7/5: Contemporary Brass: Tubist Rex Martin with Fulcrum Point New Music Project Brass & Yoko Yamada-Selvaggio


Giovanni Battista Pergolesi (1710-1736) had his life tragically cut short by tuberculosis. He had a successful few years in Naples as a composer of operas, sacred music, and instrumental pieces. He’s best remembered for his comic opera La Serva Padrona (The Servant-Mistress) and his hauntingly beautiful Stabat Mater, written in the last year of his life for a Good Friday service honoring the Virgin Mary.
His Sinfonia in F was originally intended for either cello or viola da gamba, but we’ll hear it today in a low-brass resonance. Stravinsky mined this work for some of the themes in his ballet Pulcinella, which evokes the sounds and styles of the 18th century in a 20th century context.
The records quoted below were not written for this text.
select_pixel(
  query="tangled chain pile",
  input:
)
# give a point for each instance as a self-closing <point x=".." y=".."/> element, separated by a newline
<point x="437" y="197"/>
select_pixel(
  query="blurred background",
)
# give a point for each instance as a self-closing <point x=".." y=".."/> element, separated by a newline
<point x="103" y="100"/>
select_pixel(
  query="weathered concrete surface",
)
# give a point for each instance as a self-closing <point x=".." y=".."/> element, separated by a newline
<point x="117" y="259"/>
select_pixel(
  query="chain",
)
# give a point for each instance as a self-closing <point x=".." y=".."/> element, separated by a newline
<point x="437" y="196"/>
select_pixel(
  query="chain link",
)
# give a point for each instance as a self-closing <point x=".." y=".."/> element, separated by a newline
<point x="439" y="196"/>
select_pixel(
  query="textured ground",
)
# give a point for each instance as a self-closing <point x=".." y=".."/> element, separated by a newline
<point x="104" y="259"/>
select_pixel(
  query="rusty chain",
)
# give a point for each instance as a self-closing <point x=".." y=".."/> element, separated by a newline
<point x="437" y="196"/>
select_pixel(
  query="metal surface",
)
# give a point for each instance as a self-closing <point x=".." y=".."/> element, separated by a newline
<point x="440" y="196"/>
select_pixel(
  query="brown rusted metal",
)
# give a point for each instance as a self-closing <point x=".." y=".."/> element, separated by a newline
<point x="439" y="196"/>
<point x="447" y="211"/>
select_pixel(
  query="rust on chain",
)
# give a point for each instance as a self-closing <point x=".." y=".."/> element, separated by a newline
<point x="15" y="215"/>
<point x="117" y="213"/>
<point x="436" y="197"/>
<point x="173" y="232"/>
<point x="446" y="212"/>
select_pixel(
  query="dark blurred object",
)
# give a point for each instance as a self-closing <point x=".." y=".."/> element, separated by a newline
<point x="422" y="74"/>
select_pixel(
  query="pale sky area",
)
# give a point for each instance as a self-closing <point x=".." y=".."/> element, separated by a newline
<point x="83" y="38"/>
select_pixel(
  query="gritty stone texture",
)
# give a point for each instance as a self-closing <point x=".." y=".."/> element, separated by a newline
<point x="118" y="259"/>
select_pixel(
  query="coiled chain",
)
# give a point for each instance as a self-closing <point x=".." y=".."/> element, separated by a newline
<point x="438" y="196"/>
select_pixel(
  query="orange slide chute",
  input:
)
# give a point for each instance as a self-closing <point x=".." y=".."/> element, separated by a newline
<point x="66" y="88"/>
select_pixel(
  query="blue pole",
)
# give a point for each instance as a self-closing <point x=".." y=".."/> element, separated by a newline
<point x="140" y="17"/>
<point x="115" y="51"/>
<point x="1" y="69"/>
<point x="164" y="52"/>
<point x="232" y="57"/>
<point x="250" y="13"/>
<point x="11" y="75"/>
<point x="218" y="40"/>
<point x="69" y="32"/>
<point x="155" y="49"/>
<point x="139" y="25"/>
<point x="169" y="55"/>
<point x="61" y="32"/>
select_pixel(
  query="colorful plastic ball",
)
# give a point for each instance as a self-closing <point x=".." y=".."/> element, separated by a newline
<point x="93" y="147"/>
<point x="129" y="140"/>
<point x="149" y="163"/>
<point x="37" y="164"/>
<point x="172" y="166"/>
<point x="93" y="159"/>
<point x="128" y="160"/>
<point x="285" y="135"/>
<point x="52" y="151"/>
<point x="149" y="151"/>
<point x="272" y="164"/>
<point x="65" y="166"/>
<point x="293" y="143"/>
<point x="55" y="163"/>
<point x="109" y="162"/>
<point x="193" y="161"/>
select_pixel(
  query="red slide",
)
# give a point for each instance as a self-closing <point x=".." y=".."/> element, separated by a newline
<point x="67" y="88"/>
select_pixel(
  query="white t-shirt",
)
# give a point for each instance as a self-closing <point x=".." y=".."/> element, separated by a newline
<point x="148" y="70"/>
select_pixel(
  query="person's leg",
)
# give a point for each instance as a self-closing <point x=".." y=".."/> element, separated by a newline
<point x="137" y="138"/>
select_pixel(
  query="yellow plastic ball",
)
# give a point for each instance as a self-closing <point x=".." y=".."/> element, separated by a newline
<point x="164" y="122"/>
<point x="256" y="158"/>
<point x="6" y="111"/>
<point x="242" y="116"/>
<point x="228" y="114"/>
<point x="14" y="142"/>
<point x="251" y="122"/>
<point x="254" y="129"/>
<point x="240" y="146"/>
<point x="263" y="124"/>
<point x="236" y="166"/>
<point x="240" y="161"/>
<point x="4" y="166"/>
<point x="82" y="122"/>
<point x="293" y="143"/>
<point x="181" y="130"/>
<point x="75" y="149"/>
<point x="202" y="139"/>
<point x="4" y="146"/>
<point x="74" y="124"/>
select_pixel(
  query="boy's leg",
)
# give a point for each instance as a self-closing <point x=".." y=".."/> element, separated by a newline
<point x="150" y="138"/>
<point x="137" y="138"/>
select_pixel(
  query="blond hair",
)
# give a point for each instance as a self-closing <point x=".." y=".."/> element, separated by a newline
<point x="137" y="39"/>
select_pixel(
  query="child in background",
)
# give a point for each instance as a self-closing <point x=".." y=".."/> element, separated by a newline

The Sinfonia has four short movements, arranged in the typical Baroque sequence of slow-fast-slow-fast (“Andante,” “Allegro con brio,” “Adagio,” and “Presto.”)

Born in 1931 in Chistopol, then a city in the Tatar republic of the USSR, Sofia Gubaidulina studied composition at the Moscow Conservatory and has lived since the early 1990s near Hamburg, Germany. Her music is better known in Europe than in the US, although both the Chicago Symphony and the New York Philharmonic have commissioned works from her.  Her publisher, G. Schirmer, has noted that Gubaidulina has “a deep-rooted belief in the mystical properties of music.” Our tubist tonight, Rex Martin, echoes this evaluation when he says, “She is a very private, spiritual woman.” About Lamento, composed for tuba and piano in 1977, Mr. Martin says: “[It] is one of the most important and, in my opinion, one of the best original works for tuba. Although it contains no memorable melody, little traditional harmony, and only very little perceivable rhythm, it is a very emotional, moving piece.”

Maurice Ravel (1875-1937) wrote his Pièce en Forme de Habanera as a vocal etude for students at the Paris Conservatory in 1907. It has been arranged over the past 100-plus years for a multitude of instruments and combinations; hearing it on the tuba, however, may be a “first” for some of us.

Swiss composer Enrico Lavarini (b.1948) has written a set of six Toggenburgerli, brief pieces named for the area in and around the Swiss town of Toggenburg. We hear three of them: “Commodo,” or with movement; “Mesolke,” a Swiss-German word for the Polish dance usually called the Mazurka; and “Uus and Druss,” meaning out and about.

And our concert ends with a very brief and lively Scherzo for Brass Quintet by the young Lucerne-based composer Cyrill Schürch (b.1974), who mentions that he’s acquainted with several tuba players, including Mr. Martin. “Unlike many brass quintets,” Mr. Schürch says, “the Scherzo features the tuba quite prominently; it has probably most of the melodic material. I consider it one of my ‘early’ pieces, quite tonal in many of its structures, but I like to juxtapose various triads (often a half-step apart) to give it its ‘Scherzando’ character.”